Julgamento histórico levou militares para a cadeia
Em 1985, a Argentina julgou em um tribunal civil líderes das três primeiras juntas militares que governaram o país no último golpe de Estado, que durou de 1976 a 1983. Cerca de 700 casos foram apresentados. A maioria dos líderes acusados foram condenados por crimes de lesa humanidade: tortura, sequestro, abuso, roubos de bebes, violacoes e assassinatos. Em 2022, mais 19 ex-membros das forças armadas também foram condenados. A história do julgamento foi contada pelo filme "Argentina, 1985", do diretor Santiago Mitre, que concorreu ao Oscar como melhor longa estrangeiro, em 2023.
O diretor do filme disse à BBC News Mundo na época do lançamento do longa, que "há gerações na Argentina que nasceram dando a democracia como algo certo.
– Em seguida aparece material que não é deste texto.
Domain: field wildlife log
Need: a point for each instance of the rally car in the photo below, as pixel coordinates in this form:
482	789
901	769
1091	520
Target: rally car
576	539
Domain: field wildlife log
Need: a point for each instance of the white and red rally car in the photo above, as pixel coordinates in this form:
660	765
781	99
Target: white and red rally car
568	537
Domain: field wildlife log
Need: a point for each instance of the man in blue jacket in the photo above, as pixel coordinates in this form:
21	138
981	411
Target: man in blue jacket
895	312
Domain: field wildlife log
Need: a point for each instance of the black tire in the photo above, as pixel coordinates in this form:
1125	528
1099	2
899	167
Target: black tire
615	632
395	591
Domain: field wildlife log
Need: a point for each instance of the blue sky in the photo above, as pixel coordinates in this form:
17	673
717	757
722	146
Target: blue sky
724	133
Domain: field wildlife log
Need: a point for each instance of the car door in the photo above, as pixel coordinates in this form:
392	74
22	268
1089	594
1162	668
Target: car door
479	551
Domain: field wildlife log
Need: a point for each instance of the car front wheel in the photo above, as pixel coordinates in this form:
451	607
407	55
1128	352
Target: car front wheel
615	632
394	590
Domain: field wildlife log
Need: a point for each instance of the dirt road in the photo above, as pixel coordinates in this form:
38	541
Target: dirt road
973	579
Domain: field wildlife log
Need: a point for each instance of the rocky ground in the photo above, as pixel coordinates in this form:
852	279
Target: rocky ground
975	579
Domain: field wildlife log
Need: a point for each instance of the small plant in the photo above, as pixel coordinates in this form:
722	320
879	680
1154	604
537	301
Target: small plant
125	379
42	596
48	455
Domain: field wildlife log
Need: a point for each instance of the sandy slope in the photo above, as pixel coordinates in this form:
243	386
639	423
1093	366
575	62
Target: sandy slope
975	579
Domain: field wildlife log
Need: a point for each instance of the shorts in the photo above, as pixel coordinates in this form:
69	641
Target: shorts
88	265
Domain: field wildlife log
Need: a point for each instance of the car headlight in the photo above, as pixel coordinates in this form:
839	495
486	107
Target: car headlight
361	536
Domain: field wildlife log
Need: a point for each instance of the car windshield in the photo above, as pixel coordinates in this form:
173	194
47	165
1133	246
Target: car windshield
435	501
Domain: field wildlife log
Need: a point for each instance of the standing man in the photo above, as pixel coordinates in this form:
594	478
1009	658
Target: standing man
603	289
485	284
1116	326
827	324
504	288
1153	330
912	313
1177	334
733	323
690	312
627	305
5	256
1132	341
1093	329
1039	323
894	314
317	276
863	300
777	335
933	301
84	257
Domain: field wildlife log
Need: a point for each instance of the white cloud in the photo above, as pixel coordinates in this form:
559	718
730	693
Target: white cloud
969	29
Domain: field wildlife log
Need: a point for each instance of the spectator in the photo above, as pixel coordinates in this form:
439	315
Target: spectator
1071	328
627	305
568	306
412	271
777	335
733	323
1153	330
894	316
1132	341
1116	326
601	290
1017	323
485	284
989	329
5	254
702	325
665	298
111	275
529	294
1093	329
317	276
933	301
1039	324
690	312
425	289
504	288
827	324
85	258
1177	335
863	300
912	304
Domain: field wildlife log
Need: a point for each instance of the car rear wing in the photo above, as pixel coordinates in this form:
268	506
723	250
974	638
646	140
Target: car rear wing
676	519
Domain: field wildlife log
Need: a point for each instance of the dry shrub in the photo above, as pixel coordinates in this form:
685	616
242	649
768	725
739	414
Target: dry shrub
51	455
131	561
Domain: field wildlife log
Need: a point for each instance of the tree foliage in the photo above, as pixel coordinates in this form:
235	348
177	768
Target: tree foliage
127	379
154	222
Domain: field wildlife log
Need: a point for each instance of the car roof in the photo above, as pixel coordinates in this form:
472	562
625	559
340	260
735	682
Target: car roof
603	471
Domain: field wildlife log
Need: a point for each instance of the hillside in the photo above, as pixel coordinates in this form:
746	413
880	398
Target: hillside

E eles não se lembram, não só do julgamento, como mal se lembram da ditadura, e acham que é algo pré-histórico'.
Governo Milei descarta promover indulto aos crimes de lesa-humanidade
O presidente argentino negou no X (ex-Twitter) que habilitaria prisão domiciliar a repressores com idade avançada, informação que circulou na imprensa local dias antes do ato de hoje. "Grande mentira", afirmou Milei em resposta a um jornalista.
Na Argentina, a lei 27156 de 2015 proíbe a anistia, indulto ou mudança na pena dos crimes de genocidio, de lesa-humanidade e crimes de guerra.